With: h (Δq _Pol = q _Pol - q (S) / Pol: deviation of the post injection quantity q _pole from the value in the static operating point q (S) / pole Δm _Air = m _Air - m (S) / Air: Deviation of the post injection quantity m _Air from the value at the static operating point m (S) / Air λ _BP : Lambda value at the static operating point A method according to claim 2, characterized in that the function h _{1 is described} according to the following approach:

With: β, x ₀ : operating-point-dependent interpolation parameters g: a fractionally rational function A method according to claim 3, characterized in that the function g is described according to the following approach:

With: α: operating point-dependent interpolation parameter. X: argument of function g Method according to one of claims 2 to 4, characterized in that a linear approach is selected for the function h ₂ : H 2 (x) = γ x With: γ: operating point dependent interpolation parameter X: argument of function h ₂ Method according to one of the preceding claims, characterized in that the torque component of the post-injection is described by an effective amount q Eff / Pol, and that the function h is used to describe the effective amount. Method according to one of the preceding claims, characterized in that between the part injections, in particular the main injection and the last post-injection, a quantity compensation is done so that the delivered moment controls and is preferably kept constant.

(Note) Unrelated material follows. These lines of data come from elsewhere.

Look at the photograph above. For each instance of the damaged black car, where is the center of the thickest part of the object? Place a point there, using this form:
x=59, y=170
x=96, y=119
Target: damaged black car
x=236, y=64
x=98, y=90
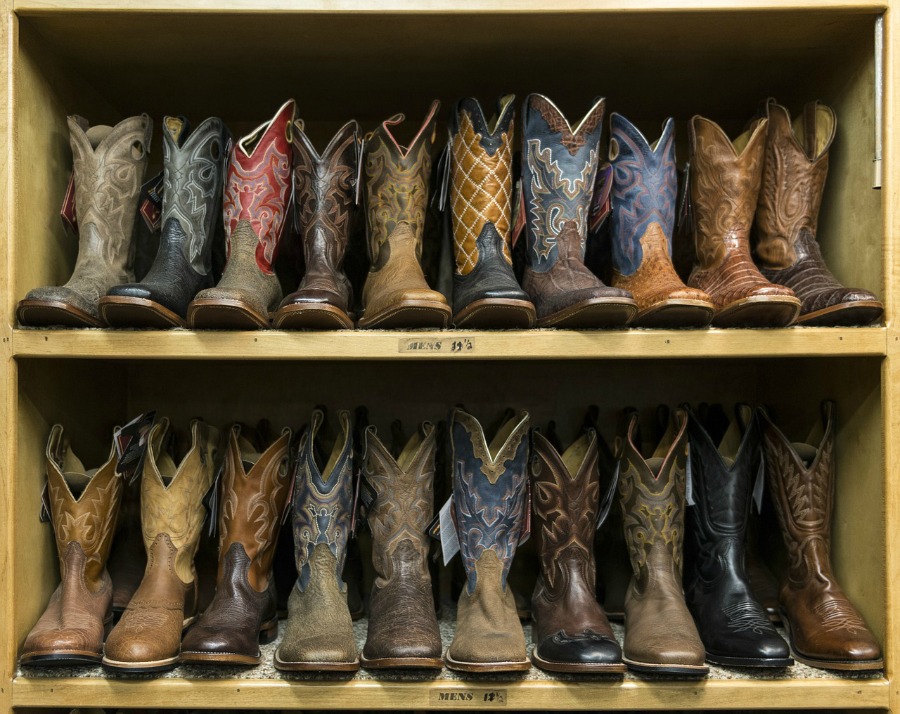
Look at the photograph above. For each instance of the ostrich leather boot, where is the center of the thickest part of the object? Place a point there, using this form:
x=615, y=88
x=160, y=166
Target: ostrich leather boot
x=559, y=168
x=571, y=632
x=193, y=169
x=395, y=293
x=660, y=636
x=148, y=637
x=83, y=509
x=243, y=611
x=643, y=218
x=108, y=165
x=490, y=484
x=724, y=187
x=319, y=631
x=826, y=631
x=324, y=203
x=788, y=215
x=255, y=208
x=485, y=290
x=403, y=629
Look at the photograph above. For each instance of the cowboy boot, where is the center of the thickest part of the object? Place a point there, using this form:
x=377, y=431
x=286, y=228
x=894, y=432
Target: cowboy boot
x=732, y=624
x=825, y=630
x=559, y=167
x=319, y=631
x=724, y=187
x=660, y=636
x=395, y=293
x=485, y=290
x=255, y=206
x=570, y=631
x=324, y=201
x=83, y=509
x=788, y=214
x=148, y=637
x=108, y=168
x=490, y=484
x=643, y=218
x=194, y=166
x=244, y=612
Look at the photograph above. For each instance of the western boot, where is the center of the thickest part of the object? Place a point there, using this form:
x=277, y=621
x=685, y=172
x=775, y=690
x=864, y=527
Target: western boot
x=571, y=632
x=787, y=217
x=559, y=167
x=244, y=611
x=660, y=636
x=193, y=167
x=395, y=293
x=148, y=637
x=485, y=290
x=403, y=629
x=643, y=218
x=324, y=204
x=825, y=630
x=319, y=631
x=108, y=167
x=724, y=186
x=83, y=508
x=732, y=624
x=490, y=484
x=255, y=206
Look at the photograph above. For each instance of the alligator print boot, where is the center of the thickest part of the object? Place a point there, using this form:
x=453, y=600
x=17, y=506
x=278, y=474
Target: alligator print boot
x=256, y=204
x=194, y=167
x=826, y=631
x=643, y=218
x=83, y=508
x=108, y=168
x=788, y=214
x=324, y=203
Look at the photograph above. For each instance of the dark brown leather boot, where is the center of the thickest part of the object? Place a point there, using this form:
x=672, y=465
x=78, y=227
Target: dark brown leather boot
x=826, y=631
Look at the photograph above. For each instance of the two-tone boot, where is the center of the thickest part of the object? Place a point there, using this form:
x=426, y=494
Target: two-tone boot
x=255, y=207
x=84, y=505
x=148, y=637
x=193, y=169
x=826, y=630
x=108, y=168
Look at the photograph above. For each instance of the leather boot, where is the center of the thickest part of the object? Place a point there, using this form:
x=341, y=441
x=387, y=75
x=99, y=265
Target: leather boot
x=732, y=624
x=255, y=206
x=826, y=631
x=403, y=629
x=319, y=631
x=324, y=203
x=397, y=177
x=83, y=508
x=571, y=632
x=788, y=214
x=660, y=636
x=194, y=167
x=485, y=290
x=559, y=167
x=108, y=168
x=148, y=637
x=724, y=187
x=643, y=218
x=490, y=482
x=255, y=489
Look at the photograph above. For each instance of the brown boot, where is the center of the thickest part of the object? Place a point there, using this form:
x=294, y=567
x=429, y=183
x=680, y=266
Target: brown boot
x=244, y=610
x=148, y=637
x=83, y=508
x=826, y=631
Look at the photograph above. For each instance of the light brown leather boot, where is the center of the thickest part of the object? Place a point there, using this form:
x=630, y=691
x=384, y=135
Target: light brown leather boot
x=148, y=637
x=83, y=507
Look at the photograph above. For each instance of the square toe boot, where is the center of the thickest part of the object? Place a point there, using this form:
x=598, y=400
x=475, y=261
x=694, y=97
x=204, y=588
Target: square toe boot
x=84, y=505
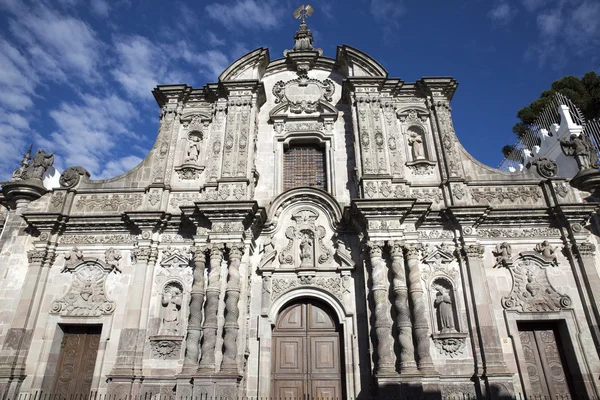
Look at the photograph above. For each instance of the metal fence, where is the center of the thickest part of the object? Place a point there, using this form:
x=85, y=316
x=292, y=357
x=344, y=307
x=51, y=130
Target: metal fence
x=548, y=117
x=153, y=396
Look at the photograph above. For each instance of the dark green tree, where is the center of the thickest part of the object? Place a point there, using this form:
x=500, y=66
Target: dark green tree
x=584, y=92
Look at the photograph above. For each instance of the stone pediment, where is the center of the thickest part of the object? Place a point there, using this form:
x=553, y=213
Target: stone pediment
x=303, y=97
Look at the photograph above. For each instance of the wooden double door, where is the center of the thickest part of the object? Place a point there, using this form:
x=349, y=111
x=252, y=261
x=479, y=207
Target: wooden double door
x=306, y=353
x=77, y=361
x=547, y=369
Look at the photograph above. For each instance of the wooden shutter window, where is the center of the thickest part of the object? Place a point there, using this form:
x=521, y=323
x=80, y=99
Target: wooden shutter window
x=304, y=165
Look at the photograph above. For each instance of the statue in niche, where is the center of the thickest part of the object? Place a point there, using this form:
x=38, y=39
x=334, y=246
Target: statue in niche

A method according to claim 7, characterized in that the compensation takes place between the fuel quantities at the desired air mass of the operating point

A method according to claim 8, characterized in that the quantity adaptation Δq _{M1 of} the main injection and Δq _{Pol of} the post-injection are related according to the following equation: .DELTA.Q M1 = -H 1 (.DELTA.Q pole ) Method according to one of claims 7 to 9, characterized in that remaining degrees of freedom Balancing between the fuel quantities of the main injection and the post-injection can be used to combustion characteristics to influence. A method according to claim 10, characterized in that the compensation between the fuel quantities .DELTA.q _{M1 of} the main injection and .DELTA.q _{Pol of} the post-injection takes place so that the lambda value is kept constant. A method according to claim 11, characterized in that the compensation between the fuel quantities takes place according to the following equation:

Method according to one of the preceding claims, characterized in that the internal combustion engine ( 1 ) is operated in an operating mode for the regeneration of a NOx storage catalytic converter with at least one post-injection (NE), and in that the conversion of the fuel injected in the post-injection (NE) takes place under oxygen deficiency (λ <1). Computer program for a control unit ( 15 ) an internal combustion engine ( 1 ), characterized in that it performs a method according to one of the preceding claims, when it is processed. Control unit for an internal combustion engine ( 1 ), characterized in that it operates according to one of the above-claimed methods.